苦渋に満ちた顔の父上がもう一つの事実も話す。


「母上と、福(姉)も捕まった・・・。敵から書かされた二人からの書状が届いた。そこに、暗号として書かれておったのじゃ。」


「母上と、姉上も、敵の手に堕ちたと言うのでございますか?」


「そうじゃ。時貞、後がない。我らは勝たねば、後は死するのみ。心しておれ。よいか、お主は、この中では主じゃ。決して人前で泣いたりするでないぞ。お主には、ここに居るすべての者が家族なのじゃ。じゃから、泪を見せてはならぬ。時貞、儂は、討ち死にを覚悟で最前で闘う。じゃが、お主はいかなることがあっても、敵の手に堕ちてはならぬ、決してその首を、敵に晒してはならぬのじゃ。」


そう言い残し、父上は時貞の元から闘いの最前線に行ってしまった。


「誰もこの部屋に通すなと周りに言うておけ、運之丞は儂といてくれ。」


運之丞を連れて、部屋の奥に入って行った時貞は、


「背中を貸してはくれぬか・・。」


一言言うと、運之丞の背中に顔を押し付けて、泣いていた。声を殺して、肩を震わしながら、最愛の妹を想って泣いていた。とよと同じ定めであったかと思うと、なぜに最後の夜を一緒に過ごさなかったかと悔いてやまなかった。そしてずっと隠し持っていた、飴袋を握りしめてまだ幼かった二人の少女の冥福を祈らずには入れなかった。
運之丞も、泣いていた。万の笑顔が頭から離れない。時貞に何かあれば万から叱られていた。その愛くるしい妹のような存在が、消えてしまったのである。これから先に何が起こるかわからない、万に叱られぬように、時貞を命を懸けて守ることを、心の中で万に誓った。

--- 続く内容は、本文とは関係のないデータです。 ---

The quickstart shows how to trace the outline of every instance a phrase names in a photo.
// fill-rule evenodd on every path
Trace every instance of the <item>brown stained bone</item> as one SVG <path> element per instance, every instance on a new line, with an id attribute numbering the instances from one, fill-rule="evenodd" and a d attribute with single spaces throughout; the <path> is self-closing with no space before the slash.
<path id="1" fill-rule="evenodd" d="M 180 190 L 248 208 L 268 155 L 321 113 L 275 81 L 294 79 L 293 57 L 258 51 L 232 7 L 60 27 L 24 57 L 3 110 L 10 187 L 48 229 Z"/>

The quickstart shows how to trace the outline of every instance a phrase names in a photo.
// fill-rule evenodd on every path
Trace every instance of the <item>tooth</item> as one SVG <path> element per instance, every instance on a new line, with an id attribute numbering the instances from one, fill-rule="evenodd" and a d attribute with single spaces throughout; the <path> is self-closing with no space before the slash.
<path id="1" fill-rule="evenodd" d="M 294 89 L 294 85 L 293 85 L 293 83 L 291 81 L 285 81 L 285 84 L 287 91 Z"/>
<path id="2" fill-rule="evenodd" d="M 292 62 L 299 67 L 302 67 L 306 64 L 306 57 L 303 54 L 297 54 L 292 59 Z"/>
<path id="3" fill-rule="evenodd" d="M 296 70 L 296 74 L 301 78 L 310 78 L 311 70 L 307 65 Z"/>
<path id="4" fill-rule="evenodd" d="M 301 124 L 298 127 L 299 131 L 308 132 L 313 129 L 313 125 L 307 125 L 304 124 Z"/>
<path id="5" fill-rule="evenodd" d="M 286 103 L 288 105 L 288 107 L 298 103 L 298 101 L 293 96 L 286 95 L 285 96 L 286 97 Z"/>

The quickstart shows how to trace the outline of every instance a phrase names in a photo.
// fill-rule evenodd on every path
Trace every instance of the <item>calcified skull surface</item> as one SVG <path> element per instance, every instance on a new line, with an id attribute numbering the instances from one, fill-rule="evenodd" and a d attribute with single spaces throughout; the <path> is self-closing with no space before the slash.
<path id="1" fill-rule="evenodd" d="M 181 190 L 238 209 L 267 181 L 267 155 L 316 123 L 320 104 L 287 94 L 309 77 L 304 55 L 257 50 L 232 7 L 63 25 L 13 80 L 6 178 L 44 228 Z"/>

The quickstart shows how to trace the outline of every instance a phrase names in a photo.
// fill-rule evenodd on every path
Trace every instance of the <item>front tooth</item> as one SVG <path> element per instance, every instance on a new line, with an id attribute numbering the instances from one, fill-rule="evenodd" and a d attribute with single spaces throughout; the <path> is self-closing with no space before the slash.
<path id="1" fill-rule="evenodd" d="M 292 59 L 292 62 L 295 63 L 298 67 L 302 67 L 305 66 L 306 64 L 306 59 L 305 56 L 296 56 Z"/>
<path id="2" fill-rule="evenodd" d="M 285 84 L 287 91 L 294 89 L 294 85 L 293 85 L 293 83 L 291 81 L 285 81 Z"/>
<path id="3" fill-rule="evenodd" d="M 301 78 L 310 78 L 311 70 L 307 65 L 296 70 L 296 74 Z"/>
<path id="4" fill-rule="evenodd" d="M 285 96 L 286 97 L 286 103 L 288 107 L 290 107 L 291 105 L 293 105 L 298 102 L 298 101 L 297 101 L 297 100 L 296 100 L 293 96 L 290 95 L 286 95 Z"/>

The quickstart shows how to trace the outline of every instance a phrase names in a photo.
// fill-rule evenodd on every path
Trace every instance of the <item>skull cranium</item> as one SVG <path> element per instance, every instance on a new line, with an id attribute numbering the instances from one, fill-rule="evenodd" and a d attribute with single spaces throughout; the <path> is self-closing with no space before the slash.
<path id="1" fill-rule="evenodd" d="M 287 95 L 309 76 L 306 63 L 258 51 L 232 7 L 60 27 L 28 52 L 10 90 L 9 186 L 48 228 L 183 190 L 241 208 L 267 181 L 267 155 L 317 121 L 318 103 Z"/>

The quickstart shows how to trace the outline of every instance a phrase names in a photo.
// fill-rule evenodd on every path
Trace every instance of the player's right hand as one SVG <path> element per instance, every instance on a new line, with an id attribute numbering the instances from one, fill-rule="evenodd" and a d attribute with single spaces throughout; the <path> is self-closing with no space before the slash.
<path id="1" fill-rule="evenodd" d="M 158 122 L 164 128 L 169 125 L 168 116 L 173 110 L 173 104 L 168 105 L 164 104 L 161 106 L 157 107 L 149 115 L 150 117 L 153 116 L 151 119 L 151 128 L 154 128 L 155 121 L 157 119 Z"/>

膠着状態のまま、時は流れて行く、城内の食料、弾薬などが底をつき始めていた、幕府軍は甲賀忍者を原城内に潜入させそのことを掴んでいた、また、何かを待っているらしい一揆軍に打撃を与えるべく、長崎奉行所を通じてオランダ艦船に海からの砲撃を依頼した。
海に外国船らしき船が見えた時、やっと援軍のポルトガル艦船が来たと、指揮官たちは一同に喜んだが、国旗を確認して愕然とした、来たのはオランダ艦船。その上、砲撃を加えてきたのだ。表向きの砲撃の効果は得られないように思えたが、城内に篭城している者たちの心理面には大きな打撃を与えた。


「ポルトガルは我らを見限った。」


幕府軍からの揺さぶりに応じて、一揆軍の一部では逃げようとし始めていた、しかし、逃げたところで幕府軍に掴まって結局は処罰されてしまうのだまた、そのようなことが起きれば、一揆軍の総崩れが起きてしまうそんな時、指導部の者たちが集まって四郎法度書なる物を城内に掲げた。
そして時貞自身も、城内に居る者に対して


「皆も辛い時を過ごしていると思う、それは儂も十分に判っておる。じゃが、このまま幕府の言葉に踊らされてここを出れば、間違いなく処刑されることなる。ならば我と共にこの場で生きながらえる努力をしようではないか。今、ここに篭城せし者たちは、来世においても儂は友となろう。我と共にあれ。」


そう言って説き伏せた。勝機などもうどこにも見えない状態であることは誰しもわかっていた。それでも、自分達の存在した証を残すためにも、時貞の言葉に従った。